The Snow Queen (Hans Christian Anderson’s…)

    (Comic Library International, 2004)
™ and © Comic Library International

A demon named Blight created a magic mirror that distorted the image of whoever was reflected in it. When Blight and his fellow demons attempted to use it against the angels of heaven, the mirror shattered from the stress and the shards fell to earth. Most of the glass splinters mixed with ice and snow and began to form the face of a beautiful woman. She became the Snow Queen and when she opened her eyes, Blight became her slave. He was charged with the recovery of all the glass shards or be doomed to spend his life in ice and snow. One of the splinters flew into the eye of a boy named Kay and became lodged in his heart. His demeanor changed that day and he became cruel and harsh to his best friend, Gerda. That night he was spirited away by the Snow Queen with no clues about his disappearance. The adults of his village assumed he had fallen into the river and been swept away by the swift current. Only Gerda holds any hope that he still lives and her faith leads her on a long and magical quest to save her friend from the spectral goddess.

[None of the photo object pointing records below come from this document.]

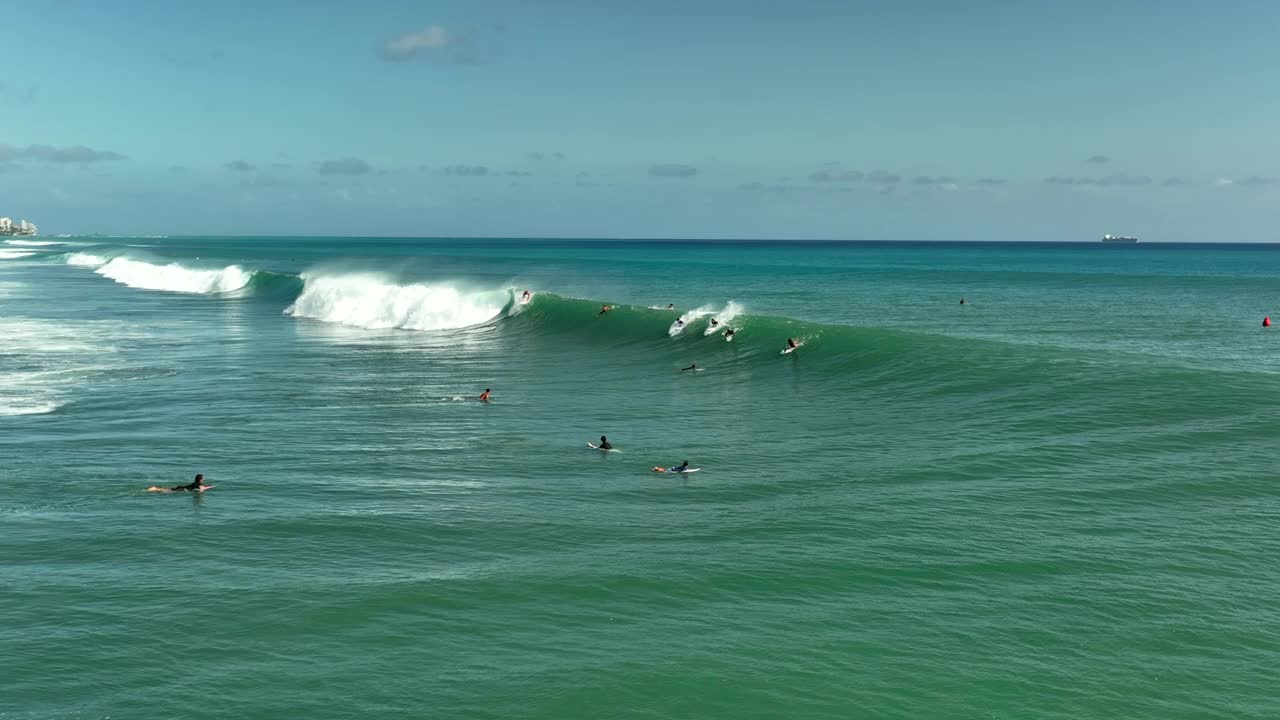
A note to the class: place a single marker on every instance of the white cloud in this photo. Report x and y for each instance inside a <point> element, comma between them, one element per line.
<point>416,44</point>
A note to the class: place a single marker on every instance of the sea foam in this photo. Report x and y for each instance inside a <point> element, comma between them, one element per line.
<point>373,301</point>
<point>173,277</point>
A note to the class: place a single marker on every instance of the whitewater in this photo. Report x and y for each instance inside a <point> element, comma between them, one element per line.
<point>1056,501</point>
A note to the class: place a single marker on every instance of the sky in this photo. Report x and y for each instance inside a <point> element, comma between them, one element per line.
<point>877,119</point>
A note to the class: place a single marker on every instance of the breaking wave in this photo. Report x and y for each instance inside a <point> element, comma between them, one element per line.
<point>86,260</point>
<point>173,277</point>
<point>373,301</point>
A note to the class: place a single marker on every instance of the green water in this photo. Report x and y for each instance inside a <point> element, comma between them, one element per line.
<point>1059,500</point>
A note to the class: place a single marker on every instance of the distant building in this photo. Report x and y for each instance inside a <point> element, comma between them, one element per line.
<point>22,228</point>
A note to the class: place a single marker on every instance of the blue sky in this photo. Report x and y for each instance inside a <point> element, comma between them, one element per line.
<point>812,119</point>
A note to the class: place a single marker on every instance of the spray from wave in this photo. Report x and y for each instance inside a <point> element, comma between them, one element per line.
<point>723,318</point>
<point>172,277</point>
<point>373,301</point>
<point>33,242</point>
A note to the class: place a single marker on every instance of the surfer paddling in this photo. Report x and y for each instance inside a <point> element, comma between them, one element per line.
<point>681,468</point>
<point>195,486</point>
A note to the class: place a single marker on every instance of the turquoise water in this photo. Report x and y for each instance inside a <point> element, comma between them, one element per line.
<point>1059,500</point>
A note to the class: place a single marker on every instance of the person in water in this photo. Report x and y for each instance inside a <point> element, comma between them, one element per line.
<point>197,486</point>
<point>191,487</point>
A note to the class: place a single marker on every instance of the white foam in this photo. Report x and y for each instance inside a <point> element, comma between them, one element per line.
<point>173,277</point>
<point>373,301</point>
<point>86,260</point>
<point>723,318</point>
<point>686,319</point>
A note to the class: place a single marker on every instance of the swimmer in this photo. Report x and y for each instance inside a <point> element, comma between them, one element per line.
<point>681,468</point>
<point>196,486</point>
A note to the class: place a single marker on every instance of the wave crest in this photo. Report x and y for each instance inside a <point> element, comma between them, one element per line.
<point>172,277</point>
<point>86,260</point>
<point>371,301</point>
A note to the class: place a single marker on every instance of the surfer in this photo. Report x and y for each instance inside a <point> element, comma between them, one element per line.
<point>190,487</point>
<point>681,468</point>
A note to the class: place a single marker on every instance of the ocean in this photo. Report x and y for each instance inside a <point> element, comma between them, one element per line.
<point>1060,500</point>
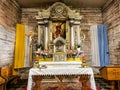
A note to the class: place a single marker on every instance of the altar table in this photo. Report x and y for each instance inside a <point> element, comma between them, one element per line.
<point>61,71</point>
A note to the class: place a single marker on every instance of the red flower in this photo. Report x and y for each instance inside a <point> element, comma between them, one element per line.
<point>83,56</point>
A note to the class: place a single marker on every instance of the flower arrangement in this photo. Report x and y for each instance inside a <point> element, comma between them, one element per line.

There are many diverse elements to this story and its episodic narrative lends itself to a myriad of settings. The religious overtones of angels and demons are combined with the mystical notions of an ice queen. On her quest to find Kay, Gerda also encounters ghosts, witches, talking flowers and talking reindeer.

The Snow Queen is a fairy tale written by Hans Christian Andersen who lived in Denmark in the mid–19th century. He wrote many famous fairy tales such as “The Little Mermaid,” “The Princess and the Pea,” and “The Emperor’s New Clothes.” This adaptation was scripted by Mitchell Perkins and illustrated by George Broderick, Jr.